Which male artist sold the most albums worldwide last year? That’s right, it’s Rieu. At 60, with three grandchildren, he’s still a sex symbol. Women throw bras and panties at him and send him love letters.

“I’m world famous,” he says nonchalantly. “Doctors ask me how I do it – people come to my shows in wheelchairs or on crutches and end up dancing. There may be a sick old woman who has been in hospital for 25 years but when someone plays her my music there’s a smile on her face.”

This Dutch violinist who has made classical music accessible to ordinary people is a one-man industry. He has no fewer than 380 people working for him, including the members of his Johann Strauss orchestra of which he, naturally, is the conductor. “I amaze my musicians every night,” he says while, as he often does, breaking eye contact to look at something over your shoulder.

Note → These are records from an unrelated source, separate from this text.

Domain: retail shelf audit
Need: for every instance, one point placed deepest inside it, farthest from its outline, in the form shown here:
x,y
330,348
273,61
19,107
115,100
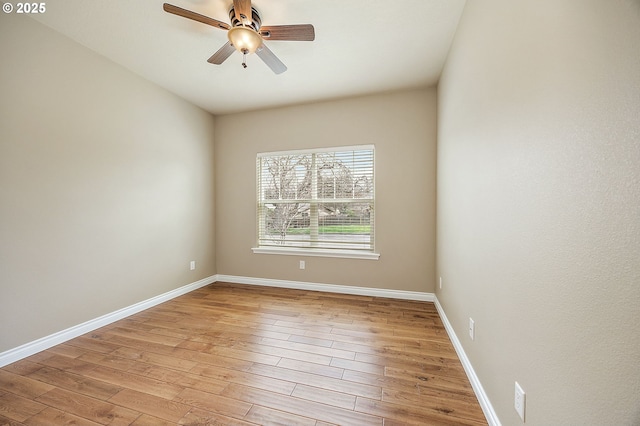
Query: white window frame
x,y
368,254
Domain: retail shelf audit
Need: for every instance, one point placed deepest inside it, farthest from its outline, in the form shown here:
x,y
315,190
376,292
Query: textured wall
x,y
106,185
402,126
539,205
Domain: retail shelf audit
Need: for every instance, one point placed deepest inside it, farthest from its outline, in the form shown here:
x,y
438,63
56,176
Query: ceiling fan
x,y
246,33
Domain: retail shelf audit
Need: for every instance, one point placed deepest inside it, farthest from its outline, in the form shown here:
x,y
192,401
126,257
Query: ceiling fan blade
x,y
195,16
271,59
302,32
222,54
243,11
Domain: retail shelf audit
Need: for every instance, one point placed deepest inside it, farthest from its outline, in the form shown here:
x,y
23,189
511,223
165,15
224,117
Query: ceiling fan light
x,y
244,39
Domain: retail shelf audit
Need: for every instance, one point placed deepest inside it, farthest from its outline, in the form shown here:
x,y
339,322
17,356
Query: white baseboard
x,y
330,288
483,399
28,349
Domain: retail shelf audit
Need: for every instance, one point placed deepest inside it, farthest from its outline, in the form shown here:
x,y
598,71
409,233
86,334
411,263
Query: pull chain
x,y
244,58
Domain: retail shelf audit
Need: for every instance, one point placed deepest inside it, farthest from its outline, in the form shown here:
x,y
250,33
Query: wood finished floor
x,y
237,355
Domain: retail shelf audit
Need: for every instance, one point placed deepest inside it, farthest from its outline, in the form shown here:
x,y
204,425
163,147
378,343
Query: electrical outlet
x,y
519,401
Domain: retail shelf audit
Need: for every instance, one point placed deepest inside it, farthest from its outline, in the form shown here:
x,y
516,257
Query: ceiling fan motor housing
x,y
255,23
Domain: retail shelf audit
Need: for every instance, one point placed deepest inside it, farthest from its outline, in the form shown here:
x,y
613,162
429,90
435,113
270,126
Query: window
x,y
317,202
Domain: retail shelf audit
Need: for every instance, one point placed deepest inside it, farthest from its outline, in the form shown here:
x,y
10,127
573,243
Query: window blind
x,y
317,199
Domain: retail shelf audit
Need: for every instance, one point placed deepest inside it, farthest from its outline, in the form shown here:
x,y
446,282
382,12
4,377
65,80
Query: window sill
x,y
291,251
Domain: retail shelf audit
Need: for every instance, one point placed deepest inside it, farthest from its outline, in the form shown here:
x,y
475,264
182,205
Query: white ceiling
x,y
361,47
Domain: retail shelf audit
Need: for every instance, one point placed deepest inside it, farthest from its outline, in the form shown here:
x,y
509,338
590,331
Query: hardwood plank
x,y
300,407
135,382
413,415
309,367
149,420
5,421
53,416
323,396
313,349
218,404
150,404
227,376
358,366
322,382
89,408
76,383
269,417
17,408
197,417
23,386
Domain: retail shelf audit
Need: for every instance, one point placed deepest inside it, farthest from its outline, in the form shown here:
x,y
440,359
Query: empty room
x,y
296,212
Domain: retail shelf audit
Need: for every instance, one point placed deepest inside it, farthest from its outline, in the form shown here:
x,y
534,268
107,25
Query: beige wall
x,y
539,205
106,185
402,126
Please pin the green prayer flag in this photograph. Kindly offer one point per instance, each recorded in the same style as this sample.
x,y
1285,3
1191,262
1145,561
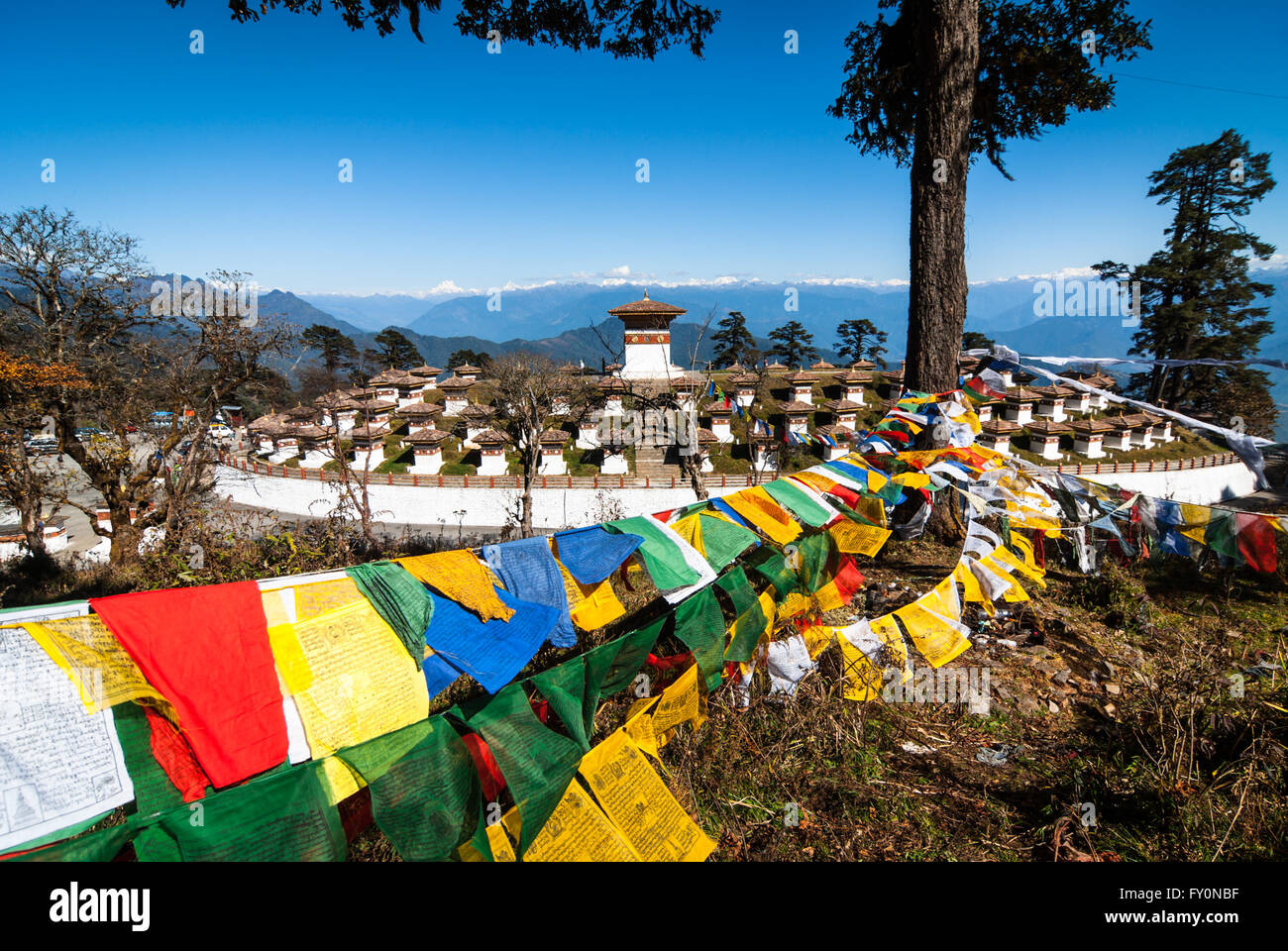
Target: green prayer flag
x,y
537,762
399,598
662,557
154,792
814,552
282,816
374,758
750,620
798,501
565,688
722,540
771,566
102,845
632,650
699,624
1222,535
424,789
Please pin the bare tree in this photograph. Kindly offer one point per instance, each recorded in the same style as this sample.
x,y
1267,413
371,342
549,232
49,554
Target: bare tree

A swarm of security guards follows him wherever he goes, whispering to one another via tiny microphones and earpieces, making sure he’s not troubled by deranged fans. His violin (from 1667) alone is worth millions and the maestro himself is far more valuable.

Rieu is on a whirlwind promotional visit to SA in preparation for a series of concerts next month in which he’ll again charm audiences, mostly with his renditions of composer Johann Strauss’ waltzes.

Rieu and his orchestra, founded in 1987, perform to about 700 000 people a year. And, he says, nothing ever goes wrong at his shows.

“I’m afraid everything is always perfect,” he says, lifting an eyebrow ever so slightly.